The present invention relates generally to improving the properties of intermetallic compositions. More particularly, it relates to improving the ductility of iron-aluminides.
It is well-known that aluminide intermetallics have received much attention recently in research programs because of their potential as high temperature materials for structural applications. In general, aluminides of various metals are found to have relatively low density because of the presence of the aluminum. They also have good temperature stability at elevated temperatures and in addition relatively poor ductility at lower temperatures. Iron-aluminide, FeAl, is one of the group of aluminide intermetallics. Iron-aluminide is one of the high temperature aluminides which do not fail elastically at room temperature under tension loading.
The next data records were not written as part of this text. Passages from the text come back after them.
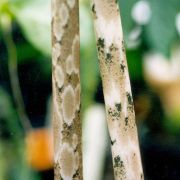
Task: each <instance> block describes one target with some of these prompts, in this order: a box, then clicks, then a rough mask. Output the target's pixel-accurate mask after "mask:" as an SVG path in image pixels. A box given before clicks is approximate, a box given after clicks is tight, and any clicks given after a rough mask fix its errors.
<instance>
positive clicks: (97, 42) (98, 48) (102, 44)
mask: <svg viewBox="0 0 180 180" xmlns="http://www.w3.org/2000/svg"><path fill="white" fill-rule="evenodd" d="M97 46H98V50H100V49H101V48H104V39H101V38H99V39H98V40H97Z"/></svg>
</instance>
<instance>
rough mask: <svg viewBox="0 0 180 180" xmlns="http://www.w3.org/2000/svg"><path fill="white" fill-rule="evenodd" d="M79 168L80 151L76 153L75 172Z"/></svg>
mask: <svg viewBox="0 0 180 180" xmlns="http://www.w3.org/2000/svg"><path fill="white" fill-rule="evenodd" d="M78 168H79V153H78V151H76V152H75V170H76V171H77V170H78Z"/></svg>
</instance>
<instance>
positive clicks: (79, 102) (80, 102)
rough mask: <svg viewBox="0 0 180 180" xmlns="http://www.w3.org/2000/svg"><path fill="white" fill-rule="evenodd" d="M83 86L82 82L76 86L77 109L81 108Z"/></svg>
mask: <svg viewBox="0 0 180 180" xmlns="http://www.w3.org/2000/svg"><path fill="white" fill-rule="evenodd" d="M80 93H81V87H80V84H78V85H77V86H76V88H75V96H76V109H77V110H79V108H80V103H81V94H80Z"/></svg>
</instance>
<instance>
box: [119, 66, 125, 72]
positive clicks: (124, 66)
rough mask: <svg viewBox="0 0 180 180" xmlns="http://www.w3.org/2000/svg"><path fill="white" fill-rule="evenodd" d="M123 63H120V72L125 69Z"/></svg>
mask: <svg viewBox="0 0 180 180" xmlns="http://www.w3.org/2000/svg"><path fill="white" fill-rule="evenodd" d="M125 67H126V66H125V65H124V64H120V68H121V70H122V72H123V73H124V69H125Z"/></svg>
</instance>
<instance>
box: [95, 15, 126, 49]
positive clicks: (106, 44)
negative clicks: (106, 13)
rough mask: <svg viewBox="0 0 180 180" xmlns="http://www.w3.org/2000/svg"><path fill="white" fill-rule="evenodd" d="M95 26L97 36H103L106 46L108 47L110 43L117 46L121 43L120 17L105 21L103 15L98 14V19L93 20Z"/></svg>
mask: <svg viewBox="0 0 180 180" xmlns="http://www.w3.org/2000/svg"><path fill="white" fill-rule="evenodd" d="M95 26H96V31H97V37H101V38H104V40H105V45H106V47H107V48H109V46H111V45H112V43H114V44H116V45H118V46H119V45H120V44H121V40H122V39H123V34H122V28H121V21H120V18H117V19H113V20H111V21H107V20H106V19H104V18H103V17H101V16H99V17H98V19H97V20H95ZM117 29H118V31H117ZM119 30H120V31H119Z"/></svg>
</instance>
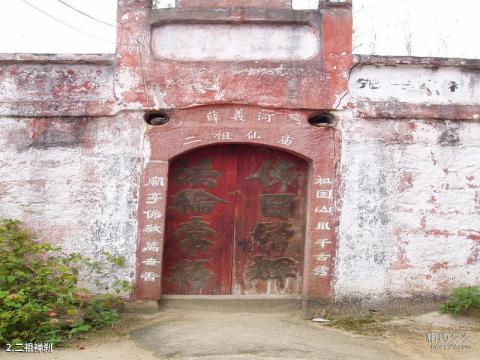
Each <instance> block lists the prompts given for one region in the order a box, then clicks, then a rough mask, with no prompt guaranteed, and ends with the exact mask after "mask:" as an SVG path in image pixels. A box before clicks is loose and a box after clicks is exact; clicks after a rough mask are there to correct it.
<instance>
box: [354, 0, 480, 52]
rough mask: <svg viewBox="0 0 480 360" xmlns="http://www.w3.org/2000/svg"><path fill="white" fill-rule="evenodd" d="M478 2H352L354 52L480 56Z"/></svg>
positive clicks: (473, 0)
mask: <svg viewBox="0 0 480 360" xmlns="http://www.w3.org/2000/svg"><path fill="white" fill-rule="evenodd" d="M479 13H480V2H479V1H478V0H456V1H439V0H420V1H419V0H401V1H399V0H353V27H354V36H353V52H354V54H362V55H370V54H371V55H391V56H424V57H430V56H431V57H453V58H469V59H480V37H479V36H477V35H476V34H477V33H478V14H479Z"/></svg>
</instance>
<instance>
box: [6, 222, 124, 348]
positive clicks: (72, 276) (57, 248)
mask: <svg viewBox="0 0 480 360" xmlns="http://www.w3.org/2000/svg"><path fill="white" fill-rule="evenodd" d="M103 258H104V259H105V260H104V261H102V260H97V261H92V260H90V259H88V258H85V257H83V256H81V255H79V254H77V253H72V254H64V253H63V252H62V251H61V249H60V248H59V247H54V246H52V245H49V244H45V243H39V242H36V241H35V240H34V239H33V237H32V235H31V234H30V233H29V232H27V231H26V230H23V229H22V228H21V227H20V223H19V222H18V221H14V220H0V344H6V343H10V344H15V343H25V342H43V343H47V342H49V343H53V344H56V345H62V344H64V343H66V342H67V341H68V339H71V338H72V337H74V336H77V335H79V334H81V333H85V332H88V331H92V330H95V329H99V328H101V327H105V326H109V325H113V324H114V323H115V322H116V321H117V320H118V318H119V315H118V307H119V306H120V305H121V298H120V297H119V296H118V295H119V294H121V293H122V292H128V291H130V290H131V288H130V285H129V283H128V282H126V281H120V282H116V283H114V285H113V287H112V288H110V287H109V286H102V289H103V290H105V291H107V292H108V291H110V290H114V291H115V293H116V294H115V295H112V294H110V293H102V294H93V293H91V292H90V291H89V290H87V289H84V288H82V287H80V286H79V285H78V280H79V273H80V272H81V271H82V273H84V272H86V273H87V274H95V275H96V276H97V277H100V278H101V277H102V275H104V274H105V269H104V267H107V265H108V266H110V267H109V269H108V270H109V271H112V270H114V267H122V266H123V265H124V259H123V258H122V257H116V256H113V255H111V254H108V253H104V254H103ZM107 263H108V264H107ZM97 285H99V286H100V285H102V284H101V283H100V281H99V282H98V283H97Z"/></svg>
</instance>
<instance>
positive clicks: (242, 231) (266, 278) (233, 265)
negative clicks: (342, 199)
mask: <svg viewBox="0 0 480 360" xmlns="http://www.w3.org/2000/svg"><path fill="white" fill-rule="evenodd" d="M237 157H238V159H239V160H240V161H238V163H237V188H238V190H239V193H238V196H237V202H236V211H235V212H236V214H237V221H236V222H235V245H234V265H233V266H234V276H233V293H234V294H296V293H300V292H301V280H302V270H303V247H304V238H305V235H304V234H305V206H304V204H305V196H306V194H305V190H306V181H307V176H306V175H307V168H308V167H307V163H306V162H305V161H304V160H302V159H299V158H298V157H296V156H293V155H290V154H288V153H285V152H281V151H278V150H273V149H270V148H255V147H242V148H238V149H237Z"/></svg>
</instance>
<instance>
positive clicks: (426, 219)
mask: <svg viewBox="0 0 480 360" xmlns="http://www.w3.org/2000/svg"><path fill="white" fill-rule="evenodd" d="M420 226H421V228H422V229H424V230H425V228H426V226H427V219H426V217H425V215H423V216H422V217H421V218H420Z"/></svg>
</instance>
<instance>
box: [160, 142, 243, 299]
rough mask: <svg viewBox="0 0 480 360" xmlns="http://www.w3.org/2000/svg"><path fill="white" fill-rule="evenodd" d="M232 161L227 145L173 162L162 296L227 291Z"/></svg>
mask: <svg viewBox="0 0 480 360" xmlns="http://www.w3.org/2000/svg"><path fill="white" fill-rule="evenodd" d="M235 162H236V159H235V149H234V148H231V147H227V146H225V147H207V148H202V149H199V150H196V151H194V152H190V153H188V154H185V155H183V156H181V157H179V158H177V159H175V161H173V163H172V165H171V167H170V172H169V180H168V199H167V215H166V216H167V221H166V226H165V240H166V241H165V249H164V263H163V274H164V275H163V276H162V281H163V284H162V288H163V293H165V294H210V295H221V294H230V293H231V281H232V280H231V271H232V270H231V267H232V245H233V219H234V214H233V210H234V206H233V204H235V193H234V192H231V191H230V189H232V188H234V187H235V183H236V178H235V176H236V164H235Z"/></svg>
However, fracture of these aluminides does occur intergranularly in conventional equiaxed high aluminide alloys.
I have found that directional solidification of iron-aluminide can generate an elongated grain structure. Since the area of grain boundaries traverse to a stress direction is minimized for directionally solidified iron-aluminides, a directionally solidified structure is deemed to be resistant to intergranular failure such as those noted above to occur in conventional equiaxed high aluminide alloys. Ideally, single crystal intermetallics can completely eliminate the grain boundary and can consequently eliminate the grain boundary brittleness problem. Accordingly, high temperature properties can be significantly improved by the employment of directionally solidified or single crystal iron-aluminide materials. Similar phenomena have been demonstrated in the case of cast superalloys.
Directional solidification changes the mode of failure for iron-aluminides from an intergranular mode to a transgranular mode at low temperatures Ductile Brittle Transition Temperature (DBTT) for such directionally solidified compositions decreases to about 300.degree. C. The tensile elongation for such directionally solidified iron-aluminide compositions at room temperature has an upper limit of about 2-3%.
What is sought pursuant to the present invention is improvement in the lower temperature tensile elongation of directionally solidified iron-aluminides.